This SNEWS Outdoor Retailer Summer Market recap is brought to you by Cordura:

In a less-enlightened past, women’s gear was pejoratively described as having been “shrinked and pinked.” Now, women can find many products specifically designed and sized for them. Likewise with kids’ gear. To better serve active families, companies are not just shrinking and pinking (or blue-ing), they’re designing products from the ground up and incorporating more child-friendly features.

The timing is no coincidence. Children’s products are seeing a surge in sales as the baby boom generation’s kids are having kids of their own. It’s the baby boom echo’s echo.
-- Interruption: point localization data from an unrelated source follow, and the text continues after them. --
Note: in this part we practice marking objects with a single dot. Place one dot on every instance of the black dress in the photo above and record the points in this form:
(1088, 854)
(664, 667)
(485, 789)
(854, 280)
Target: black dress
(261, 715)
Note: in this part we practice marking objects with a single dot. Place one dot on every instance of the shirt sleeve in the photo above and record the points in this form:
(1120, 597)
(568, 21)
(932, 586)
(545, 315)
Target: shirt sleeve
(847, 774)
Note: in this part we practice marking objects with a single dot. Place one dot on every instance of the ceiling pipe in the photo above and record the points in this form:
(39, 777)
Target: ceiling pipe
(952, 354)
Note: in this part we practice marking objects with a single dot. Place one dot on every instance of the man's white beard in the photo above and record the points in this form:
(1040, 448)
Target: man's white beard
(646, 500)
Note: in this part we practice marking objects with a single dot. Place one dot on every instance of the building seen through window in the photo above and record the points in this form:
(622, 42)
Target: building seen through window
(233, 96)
At Gregory fit came first for designers CJ Whittaker and Wayne Gregory when they created the Wander youth backpack (MSRPs 70L: $199, 50L: $179), the company’s first foray into kids’ packs. They realized that kids who use ill-fitting hand-me-downs may get turned off to the outdoors, but parents often balk at shelling out for a product their kids soon may outgrow. So they researched and measured ergonomic differences between youths and adults, then devised a wireframe suspension that unites the harness, lumbar support and waist belt in one load-transferring system and adjusts to a variety of sizes. “In the end, we designed a pack that will carry well and not break the bank,” Whittaker said.

Ergonomics also inspired the smaller, 12-ounce, recycled-metal water bottles from Liberty Bottleworks, which have a new sport cap that’s easier for kids to open (MSRP $16-$18, photo, right).

The Kids’ Trailhead Gaiters (MSRP $29) from Outdoor Research easily go on and off with a zippered front and Velcro closure, while elastic at both ends accommodates a variety of sizes.

Other kid-appropriate features include ease of use and versatility. Lafuma has retooled its synthetic, 40-degree Ecrins JR sleeping bag (MSRP $60, photo, left) with kid-focused details like a stuff sack attached to the foot (hey, we adults could use this too!), external carrying straps, anti-jam zippers and internal checkerboard graphics for entertainment on rainy days. Kelty’s new Whippersnapper (MSRP $30, photo, right) 60-degree fleece bag works for warm-weather camping or sleepovers, with a semi-circular hood that fits a pillow and attached roll-up straps; it multitasks as a blanket when fully unzipped.

Seeing a flood of products for young’uns, Eureka focuses on teens with a new recreation junior mummy series of sleeping bags fitting to 5 feet, 6 inches and featuring adult technical features such as a full-length draft tube and a compression stuff sack. The 15-degree Cypress, for boys, and the Azalea, for girls, will sell for MSRP $60.

Mountainsmith’s revamped Youth Pursuit backpack ($130, photo, left), now available in two sizes, has been streamlined with a slimmer profile, lighter-weight materials and more ways to organize gear.

Marmot’s kids’ line continues to expand, according to Public Relations Director Jordan Campbell. The Girls’ Ether Hoody (MSRP $58) updates the classic DriClime windshirt with softer, suppler fabric.

Never underestimate the appeal of safety. Real Kid Shades caters to sun-savvy parents and fashion-forward kids with genuinely protective new styles like the girls’ Fabulous (MSRP $14.99), with oversized polycarbonate frames that block out all UVA and UVB rays, and shields against peripheral light. Meanwhile, Icebreaker touts the natural sun protection of its merino wool pieces (MSRPs $30-35), which are rated UPF 50+; the Spring 13 line includes six new kids’ tees.